Saturday, September 22, 2018

Lesson 4: Reading and Writing Data in R

In this post we'll look at reading and writing text files, delimited files, as well as excel files.

Reading delimited file data sets into R is pretty straight forward.  R includes several base functions that allow you to easily read your delimited files directly into a data frame.

Similarly, reading and writing excel data is easy with the right R libraries.  Setting-up the libraries requires a few extra steps.  First we need to install two library packages.  Then we can load the needed libraries into our R session and access the required R functions to read and write excel files.  We'll get into the nitty gritty details of this a little later in the post.

Prep Work

Before we get into the fun stuff, we need to save some files to our desktop. 

You can download the the example files here.
There are four files:
  1. my_doc.txt
  2. tab_delim.txt
  3. comma_delim.csv
  4. excel_example.xls
I've created the files to save you some time, but you can also just make your own files if you don't feel like downloading mine.

Part #1:  Reading & Writing Text Files

Okay, so now that you have your files saved to your desktop, set your working directory to your desktop.
setwd("~/Desktop/")

Next, you can use the file I gave you in the link above or you try and create a simple text file using R that contain the infamous sentence "The quick brown fox jumps over the lazy dog."
To create the file, first create a string variable called "contents" with the "infamous sentence" stored in it.

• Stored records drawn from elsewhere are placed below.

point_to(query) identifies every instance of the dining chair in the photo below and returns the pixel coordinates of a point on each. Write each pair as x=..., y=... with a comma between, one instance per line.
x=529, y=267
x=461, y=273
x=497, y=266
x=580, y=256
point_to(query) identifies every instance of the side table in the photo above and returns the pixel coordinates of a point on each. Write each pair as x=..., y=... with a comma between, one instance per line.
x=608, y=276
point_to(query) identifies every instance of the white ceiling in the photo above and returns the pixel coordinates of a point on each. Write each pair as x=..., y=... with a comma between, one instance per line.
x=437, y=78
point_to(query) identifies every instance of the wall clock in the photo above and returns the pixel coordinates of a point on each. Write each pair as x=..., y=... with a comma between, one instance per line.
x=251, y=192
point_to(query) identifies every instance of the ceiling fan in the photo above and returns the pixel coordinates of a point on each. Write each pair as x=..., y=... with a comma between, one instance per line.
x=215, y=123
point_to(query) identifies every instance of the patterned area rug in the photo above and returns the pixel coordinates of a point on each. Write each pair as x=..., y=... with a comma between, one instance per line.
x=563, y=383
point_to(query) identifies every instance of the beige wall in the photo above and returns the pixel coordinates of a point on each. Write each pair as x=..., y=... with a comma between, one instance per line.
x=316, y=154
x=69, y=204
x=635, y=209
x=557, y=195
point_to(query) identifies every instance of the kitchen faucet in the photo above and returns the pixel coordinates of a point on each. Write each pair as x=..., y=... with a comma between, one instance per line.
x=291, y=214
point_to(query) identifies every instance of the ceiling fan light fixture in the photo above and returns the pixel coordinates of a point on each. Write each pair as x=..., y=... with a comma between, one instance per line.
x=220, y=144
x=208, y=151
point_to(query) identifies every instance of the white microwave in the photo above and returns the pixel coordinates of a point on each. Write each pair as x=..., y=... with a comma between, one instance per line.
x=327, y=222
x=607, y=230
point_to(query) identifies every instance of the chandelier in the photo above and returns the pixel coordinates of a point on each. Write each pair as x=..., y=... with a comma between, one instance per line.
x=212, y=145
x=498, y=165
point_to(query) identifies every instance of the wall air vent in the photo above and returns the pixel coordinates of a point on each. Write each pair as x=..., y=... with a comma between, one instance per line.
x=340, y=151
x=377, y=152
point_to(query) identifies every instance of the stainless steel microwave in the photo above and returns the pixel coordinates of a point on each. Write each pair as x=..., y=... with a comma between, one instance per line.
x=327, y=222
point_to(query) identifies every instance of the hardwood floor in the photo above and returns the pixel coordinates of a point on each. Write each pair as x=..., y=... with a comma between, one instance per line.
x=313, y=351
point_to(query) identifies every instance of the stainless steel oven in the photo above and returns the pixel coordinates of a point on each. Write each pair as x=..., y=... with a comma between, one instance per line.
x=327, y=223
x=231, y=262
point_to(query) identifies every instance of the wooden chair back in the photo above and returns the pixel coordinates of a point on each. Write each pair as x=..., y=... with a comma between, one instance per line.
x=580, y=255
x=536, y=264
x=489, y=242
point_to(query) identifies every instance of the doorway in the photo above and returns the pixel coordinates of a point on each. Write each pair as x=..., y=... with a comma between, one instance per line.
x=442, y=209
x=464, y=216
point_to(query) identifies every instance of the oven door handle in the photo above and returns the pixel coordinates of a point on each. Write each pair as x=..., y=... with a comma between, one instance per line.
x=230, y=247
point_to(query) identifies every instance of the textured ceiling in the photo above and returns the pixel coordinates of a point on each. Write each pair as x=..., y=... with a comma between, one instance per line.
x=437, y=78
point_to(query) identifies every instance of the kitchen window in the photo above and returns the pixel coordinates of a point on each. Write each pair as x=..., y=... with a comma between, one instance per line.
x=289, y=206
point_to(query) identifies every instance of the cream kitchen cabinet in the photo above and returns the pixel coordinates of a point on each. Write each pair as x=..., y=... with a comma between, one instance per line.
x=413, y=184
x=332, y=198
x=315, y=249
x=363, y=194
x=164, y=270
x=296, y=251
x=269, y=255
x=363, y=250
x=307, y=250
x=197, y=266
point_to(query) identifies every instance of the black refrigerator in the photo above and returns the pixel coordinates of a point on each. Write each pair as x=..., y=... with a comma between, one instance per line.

contents <- "The quick brown fox jumps over the lazy dog."

Now, write that "infamous sentence" to a file called "my_doc.txt".

writeLines(contents, "my_doc.txt")

So, good job, you just created a text file using R.  Now let's read in that same text file using the "readLines" function and store it in a string variable called "read_it".

First create a variable called "my_text_file" where you will store the name of the newly created text file "my_doc.txt". 

my_text_file <- "my_doc.txt"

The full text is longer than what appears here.